Artefice del salvataggio di Lisbeth è il solito Mikael Blomkvist, che come tutti gli eroi che si rispettino è sempre al posto giusto al momento giusto, cosa che lo aiuta molto visto cheè è un giornalista d'assalto oltre che amico di Lisbeth.
Posso affermare che in questo volume, dalla ragguardevole mole di più di 600 pagine, non accade granché. Si passa dal ricovero dei due antagonisti, all'assassinio di Zalachenko per mano di un agente segreto sotto copertura (che ben presto viene smascherato e che non è chiaramente il delirante psicopatico malato terminale che sembrerebbe essere), per arrivare sino al processo che vede imputata Lisbeth, assistita dalla sorella di Mikael, processo in cui tutti i vecchi amici di Lisbeth si danno un gran da fare per smascherare la cospirazione ai suoi danni, incriminando la famigerata “sezione speciale” dei servizi segreti svedesi.

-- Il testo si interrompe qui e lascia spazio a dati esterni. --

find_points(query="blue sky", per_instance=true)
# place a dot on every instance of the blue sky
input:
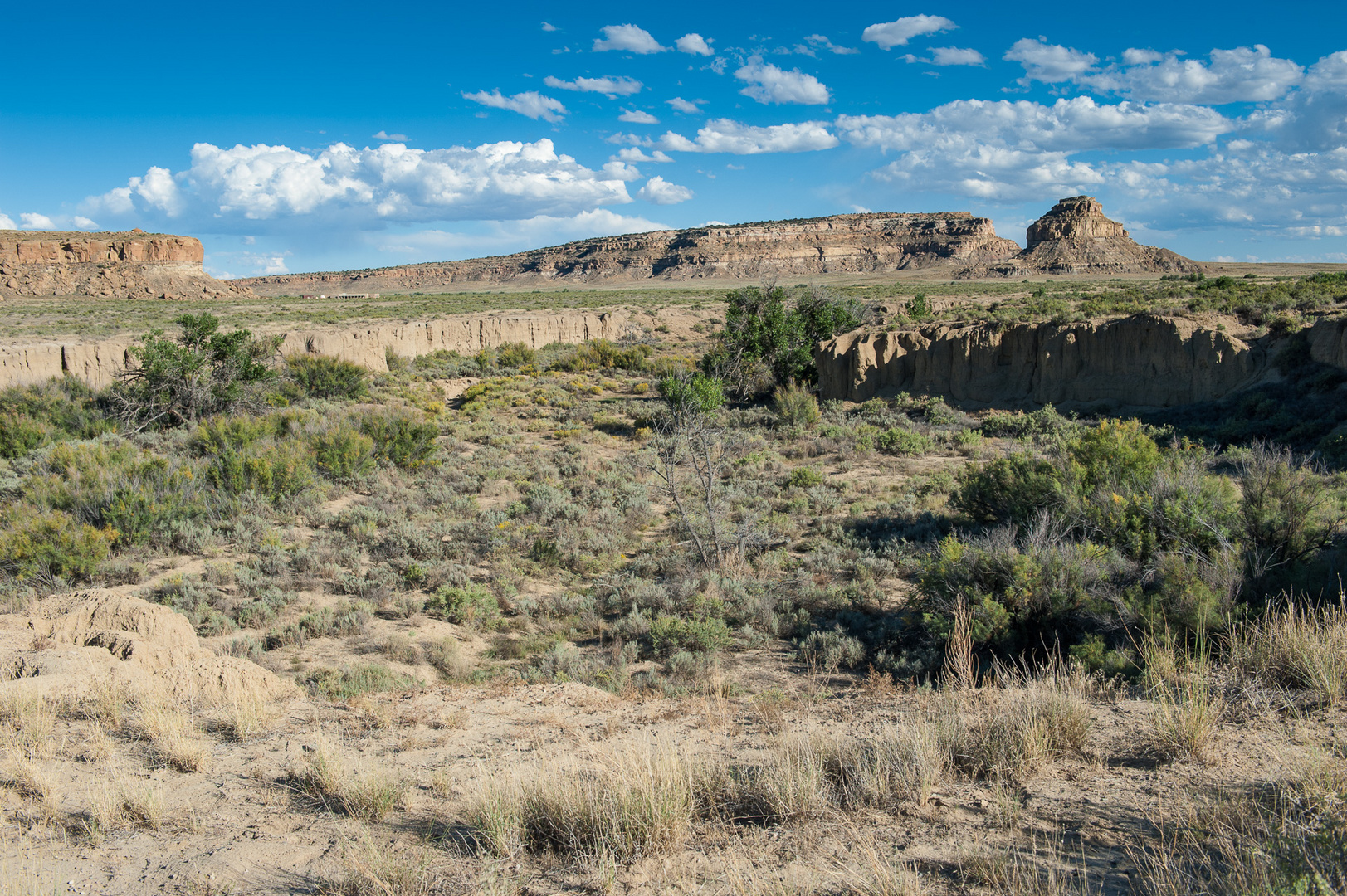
(321, 136)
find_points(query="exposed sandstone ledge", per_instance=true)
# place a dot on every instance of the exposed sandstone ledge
(368, 345)
(836, 244)
(107, 265)
(1137, 362)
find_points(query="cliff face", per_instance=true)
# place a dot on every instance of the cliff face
(107, 265)
(97, 363)
(1075, 237)
(838, 244)
(1139, 362)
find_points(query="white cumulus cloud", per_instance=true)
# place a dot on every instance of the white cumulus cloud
(1243, 75)
(661, 192)
(636, 116)
(694, 45)
(769, 84)
(1048, 62)
(391, 183)
(726, 135)
(896, 34)
(613, 86)
(687, 107)
(627, 37)
(531, 104)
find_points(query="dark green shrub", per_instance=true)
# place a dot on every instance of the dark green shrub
(515, 354)
(326, 377)
(778, 330)
(400, 438)
(343, 453)
(471, 606)
(671, 635)
(795, 406)
(203, 371)
(1009, 488)
(907, 442)
(274, 472)
(50, 543)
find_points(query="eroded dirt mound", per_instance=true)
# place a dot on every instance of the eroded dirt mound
(69, 643)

Non c'è nulla di più ma il brodo viene allungato (direi al limite della sopportazione) nella prima parte e con un salto indietro di anni per spiegare la nascita della sezione, tanto che il volume è difficilissima digestione almeno sino a pagina 250.
Poi si riprende grazie all'introduzione nella vicenda di un nuovo personaggio oltre al duo Salander-Blomkvist: l'agente Moniga Figuerola, un'altra sorta di wonder-woman dal fisico scolpito, che già al primo incontro con il nostro reporter d'assalto finisce nel suo letto mettendo a rischio tutta l'inchiesta e portando avanti una storia di sesso (o forse amore?) con il nostro allegro reporter...allegro perchè nel frattempo lui continua la sua relazione anche con la ex redattrice di Millenium Erika Berger, amante storica, che è sposata da anni ma da anni tiene anche il piede in due scarpe.

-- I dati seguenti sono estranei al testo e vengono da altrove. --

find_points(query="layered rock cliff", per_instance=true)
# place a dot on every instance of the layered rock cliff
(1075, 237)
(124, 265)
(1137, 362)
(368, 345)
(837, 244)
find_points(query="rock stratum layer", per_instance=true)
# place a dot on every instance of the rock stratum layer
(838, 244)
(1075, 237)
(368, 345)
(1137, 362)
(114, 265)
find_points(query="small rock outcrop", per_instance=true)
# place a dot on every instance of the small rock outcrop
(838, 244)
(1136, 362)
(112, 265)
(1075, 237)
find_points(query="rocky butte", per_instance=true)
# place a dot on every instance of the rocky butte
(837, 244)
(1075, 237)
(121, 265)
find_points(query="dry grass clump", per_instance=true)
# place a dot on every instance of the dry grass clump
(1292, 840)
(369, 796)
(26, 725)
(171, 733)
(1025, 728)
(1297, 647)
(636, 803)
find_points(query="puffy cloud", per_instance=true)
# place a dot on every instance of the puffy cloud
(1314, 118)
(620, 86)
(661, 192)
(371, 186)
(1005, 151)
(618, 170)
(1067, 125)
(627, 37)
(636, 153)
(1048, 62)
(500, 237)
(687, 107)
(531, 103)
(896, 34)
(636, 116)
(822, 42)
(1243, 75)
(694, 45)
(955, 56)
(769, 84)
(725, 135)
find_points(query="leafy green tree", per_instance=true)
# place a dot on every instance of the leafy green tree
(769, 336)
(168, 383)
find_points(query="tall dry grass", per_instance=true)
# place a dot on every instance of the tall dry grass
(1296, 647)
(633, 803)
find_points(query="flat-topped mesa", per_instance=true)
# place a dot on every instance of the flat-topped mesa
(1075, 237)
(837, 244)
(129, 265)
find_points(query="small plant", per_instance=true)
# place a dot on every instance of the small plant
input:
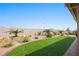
(36, 37)
(7, 43)
(25, 39)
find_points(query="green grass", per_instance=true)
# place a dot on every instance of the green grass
(47, 47)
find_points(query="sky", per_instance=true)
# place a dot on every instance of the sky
(36, 15)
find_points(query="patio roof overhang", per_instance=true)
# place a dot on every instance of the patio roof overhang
(73, 9)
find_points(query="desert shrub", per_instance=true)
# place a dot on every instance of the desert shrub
(7, 43)
(25, 39)
(49, 35)
(36, 37)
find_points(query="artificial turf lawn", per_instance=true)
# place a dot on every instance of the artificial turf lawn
(47, 47)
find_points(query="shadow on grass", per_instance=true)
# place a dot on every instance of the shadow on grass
(56, 49)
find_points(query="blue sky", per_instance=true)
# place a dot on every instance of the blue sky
(39, 15)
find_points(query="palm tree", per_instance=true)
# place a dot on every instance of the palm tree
(15, 32)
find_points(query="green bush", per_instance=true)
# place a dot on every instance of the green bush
(25, 39)
(36, 37)
(49, 35)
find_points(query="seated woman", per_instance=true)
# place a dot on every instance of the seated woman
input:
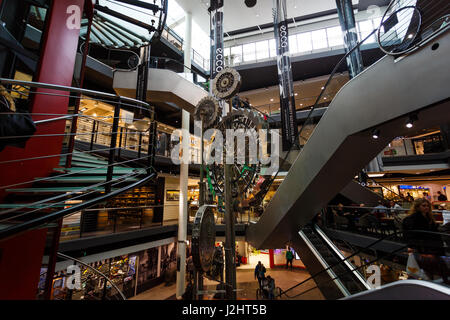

La narrazione prende un po' di vita, se non altro per il fatto che accade almeno qualcosa.
Si arriva al processo, che a differenza di tutto quanto accade prima viene descritto quasi frettolosamente, anche se in modo efficace, e grazie al cielo senza perdersi in miriadi di digressioni, e senza colpo ferire si arriva alla sentenza e all'epilogo.
Nel frattempo Niedermann è sparito dalla faccia della terra e ricompare nelle ultime 30 pagine per fare una fine alquanto scontata.

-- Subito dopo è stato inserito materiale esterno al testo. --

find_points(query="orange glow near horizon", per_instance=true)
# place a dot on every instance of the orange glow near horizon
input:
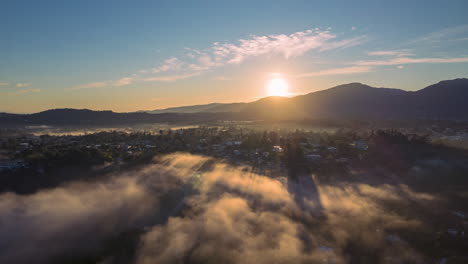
(277, 87)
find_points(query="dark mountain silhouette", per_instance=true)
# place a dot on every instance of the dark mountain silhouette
(443, 100)
(206, 108)
(85, 117)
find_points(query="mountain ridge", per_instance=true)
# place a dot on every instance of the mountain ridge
(443, 100)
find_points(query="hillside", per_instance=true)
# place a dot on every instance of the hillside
(443, 100)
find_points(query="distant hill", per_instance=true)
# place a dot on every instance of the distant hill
(207, 108)
(445, 100)
(85, 117)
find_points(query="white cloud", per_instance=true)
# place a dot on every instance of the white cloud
(446, 34)
(398, 53)
(119, 82)
(405, 60)
(222, 78)
(19, 85)
(288, 46)
(195, 61)
(123, 81)
(169, 64)
(171, 78)
(337, 71)
(25, 91)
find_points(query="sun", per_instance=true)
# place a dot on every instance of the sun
(277, 87)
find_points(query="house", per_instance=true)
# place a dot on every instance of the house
(277, 149)
(9, 165)
(313, 157)
(360, 145)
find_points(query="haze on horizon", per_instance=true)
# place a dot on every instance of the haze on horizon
(122, 56)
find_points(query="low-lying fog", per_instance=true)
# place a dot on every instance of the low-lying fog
(192, 209)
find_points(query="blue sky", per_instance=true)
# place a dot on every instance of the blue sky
(132, 55)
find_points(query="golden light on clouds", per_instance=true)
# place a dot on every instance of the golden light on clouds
(277, 86)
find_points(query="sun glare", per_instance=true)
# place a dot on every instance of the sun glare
(277, 87)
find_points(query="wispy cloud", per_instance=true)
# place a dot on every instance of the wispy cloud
(171, 78)
(446, 34)
(24, 91)
(222, 78)
(20, 85)
(406, 60)
(221, 54)
(288, 46)
(119, 82)
(169, 64)
(337, 71)
(195, 62)
(398, 53)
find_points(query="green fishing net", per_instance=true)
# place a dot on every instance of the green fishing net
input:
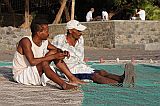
(146, 91)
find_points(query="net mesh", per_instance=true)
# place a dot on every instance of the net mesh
(145, 93)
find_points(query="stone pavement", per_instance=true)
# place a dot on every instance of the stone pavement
(14, 94)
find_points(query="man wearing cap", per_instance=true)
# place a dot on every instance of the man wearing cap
(73, 42)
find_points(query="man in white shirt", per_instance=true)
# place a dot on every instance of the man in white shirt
(141, 14)
(89, 15)
(73, 42)
(104, 15)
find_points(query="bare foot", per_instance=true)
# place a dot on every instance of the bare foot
(69, 86)
(77, 81)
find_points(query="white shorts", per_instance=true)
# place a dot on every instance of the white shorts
(30, 76)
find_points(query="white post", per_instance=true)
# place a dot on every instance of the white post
(73, 9)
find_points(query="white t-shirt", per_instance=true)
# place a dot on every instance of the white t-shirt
(89, 16)
(104, 15)
(75, 62)
(141, 14)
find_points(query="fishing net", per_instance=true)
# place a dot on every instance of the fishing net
(146, 91)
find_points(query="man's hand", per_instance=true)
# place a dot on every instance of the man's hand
(65, 53)
(59, 56)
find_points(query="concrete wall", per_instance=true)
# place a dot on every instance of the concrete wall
(124, 34)
(128, 34)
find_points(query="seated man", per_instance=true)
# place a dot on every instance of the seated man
(30, 60)
(74, 43)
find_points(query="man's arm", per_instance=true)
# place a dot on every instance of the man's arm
(26, 45)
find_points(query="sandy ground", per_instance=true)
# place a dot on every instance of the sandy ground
(12, 93)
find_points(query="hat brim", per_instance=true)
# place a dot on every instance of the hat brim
(81, 27)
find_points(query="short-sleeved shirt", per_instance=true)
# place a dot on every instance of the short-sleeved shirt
(75, 62)
(23, 72)
(89, 16)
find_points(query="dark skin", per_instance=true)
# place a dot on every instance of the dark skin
(42, 64)
(100, 76)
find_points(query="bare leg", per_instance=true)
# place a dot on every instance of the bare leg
(63, 67)
(111, 76)
(53, 76)
(97, 78)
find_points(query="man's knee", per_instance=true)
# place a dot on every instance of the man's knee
(51, 52)
(102, 72)
(45, 64)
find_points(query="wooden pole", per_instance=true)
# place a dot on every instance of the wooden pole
(59, 14)
(72, 9)
(26, 13)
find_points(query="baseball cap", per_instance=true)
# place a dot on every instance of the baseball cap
(74, 24)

Ovviamente non vi dirò se la nostra Lisbeth sarà dichiarata colpevole o innocente, ma non serve essere dei geni per intuirlo.
Nel mezzo indagini complicate, pedinamenti, appostamenti, telefoni sotto controllo, scandali vari, Blomkvist che si muove come un moderno James Bond che non si fida di nulla e di nessuno e riesce a seminare i cattivi (che ricordiamolo, fanno parte dei servizi segreti) come se fossero teppistelli alle prime armi.
I buoni sono buonissimi e integerrimi, i cattivi sono cattivissimi e idioti, ricordiamolo, fanno parte dei servizi segreti, ma vengono messi nel sacco esattamente, idem come sopra, come se fossero dei teppistelli alle prime armi.
Il tutto in un ambiente torbido e alquanto mafioso per essere nalla ridente e civilissima Svezia.
Finalmente assistiamo alla fine di innumerevoli e tristissimi pasti tipici svedesi a base di tramezzini e caffè. E a dialoghi intricati, notizie scottanti, rivelazioni più o meno scabrose, la cui conclusione finale è sempre la stessa laconica risposta: “Aha”.
Che posso dire: non mi è piaciuto, ma non mi è nemmeno dispiaciuto, lo stile è quello solito di Larsson, freddo, efficiente, lineare, allunga il brodo molto bene, le pagine avvincono, ma alla fine non resta molto.
Diciamo che in questo romanzo la storia è in funzione dei personaggi, se non ci fossero stati Lisbeth e Mikael sarebbe rimasto ben poco, personaggi comunque sempre e molto uguali e se stessi: il nostro reporter d'assalto che ha una fortuna, ma una fortuna...è sempre nel posto in cui accadono i fatti, ed è immischiato fino alla testa, anche troppo e anche in modo poco credibile.
La nostra hacker con un palmare e un cellulare in mano è in grado di entrare in tutti i computer del mondo, carpire indagini secretate dei servizi segreti, manco fosse Mandrake.
Va letto giusto per arrivare alla fine della trilogia.